The replicated picture matches the d/p panel of WG Figure 1: a quiet first half-century, a climb from WW II to the early 1970s where DP modestly beats the historical mean, a peak around the Oil Shock, and a steep decline through the 1990s as the dividend yield collapsed during the dot-com bull market. The IS line (dashed) sits steadily above zero — DP looks like a useful in-sample predictor — while the OOS line (solid) eventually crashes through zero in the late 1990s, the gap between IS and OOS that motivated WG’s “comprehensive look”.

Takeaway

For the dividend-price ratio at annual frequency, applied with WG’s own data and procedure:

Long sample (1892+) — every OOS statistic agrees that DP does not significantly beat the historical mean; the encompassing evidence is weak.
1965+ window — both R²_OS and MSE-F turn clearly negative.
Recent 30 years (1976+) — the DP-augmented forecast is decisively worse than the historical mean.
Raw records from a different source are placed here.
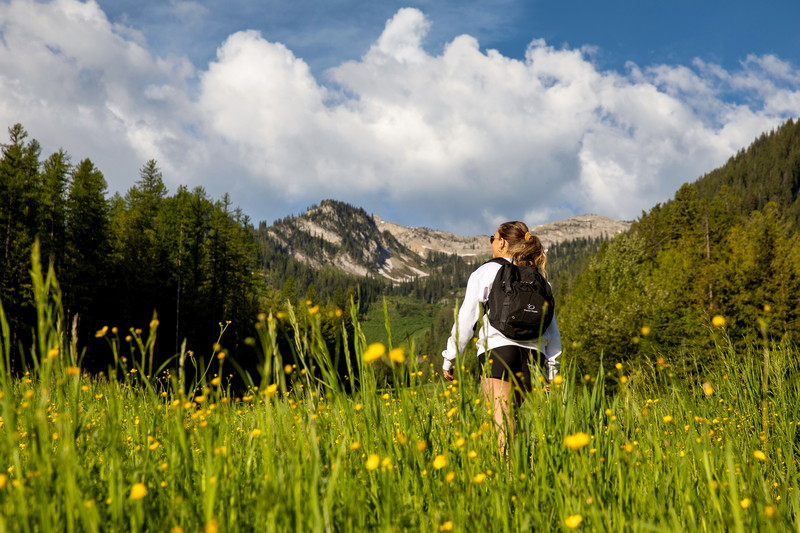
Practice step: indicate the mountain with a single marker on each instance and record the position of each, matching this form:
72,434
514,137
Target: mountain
347,238
423,240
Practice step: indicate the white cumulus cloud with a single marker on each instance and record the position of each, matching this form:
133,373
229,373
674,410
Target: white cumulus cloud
458,140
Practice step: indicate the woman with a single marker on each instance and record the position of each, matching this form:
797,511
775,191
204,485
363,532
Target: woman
509,374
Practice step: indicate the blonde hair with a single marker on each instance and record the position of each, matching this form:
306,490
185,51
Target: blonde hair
525,248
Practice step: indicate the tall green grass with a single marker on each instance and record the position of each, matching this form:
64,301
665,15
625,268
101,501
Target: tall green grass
629,449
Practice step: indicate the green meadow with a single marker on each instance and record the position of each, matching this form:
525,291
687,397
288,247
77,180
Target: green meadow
651,448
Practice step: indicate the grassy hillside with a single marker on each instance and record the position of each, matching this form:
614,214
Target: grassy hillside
631,448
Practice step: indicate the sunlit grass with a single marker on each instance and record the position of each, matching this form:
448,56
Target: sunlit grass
633,449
This is precisely WG’s central message about the dividend-price ratio: in-sample significance does not survive an honest out-of-sample evaluation, and the cumulative-SSE plot makes the structural break around the Oil Shock and the late-1990s decline immediate.

References

Clark, T. E. and McCracken, M. W. (2001). Tests of equal forecast accuracy and encompassing for nested models. Journal of Econometrics, 105(1), 85-110.
Clark, T. E. and West, K. D. (2007). Approximately normal tests for equal predictive accuracy in nested models. Journal of Econometrics, 138(1), 291-311.
McCracken, M. W. (2007). Asymptotics for out of sample tests of Granger causality. Journal of Econometrics, 140(2), 719-752.
Welch, I. and Goyal, A. (2008). A comprehensive look at the empirical performance of equity premium prediction. Review of Financial Studies, 21(4), 1455-1508.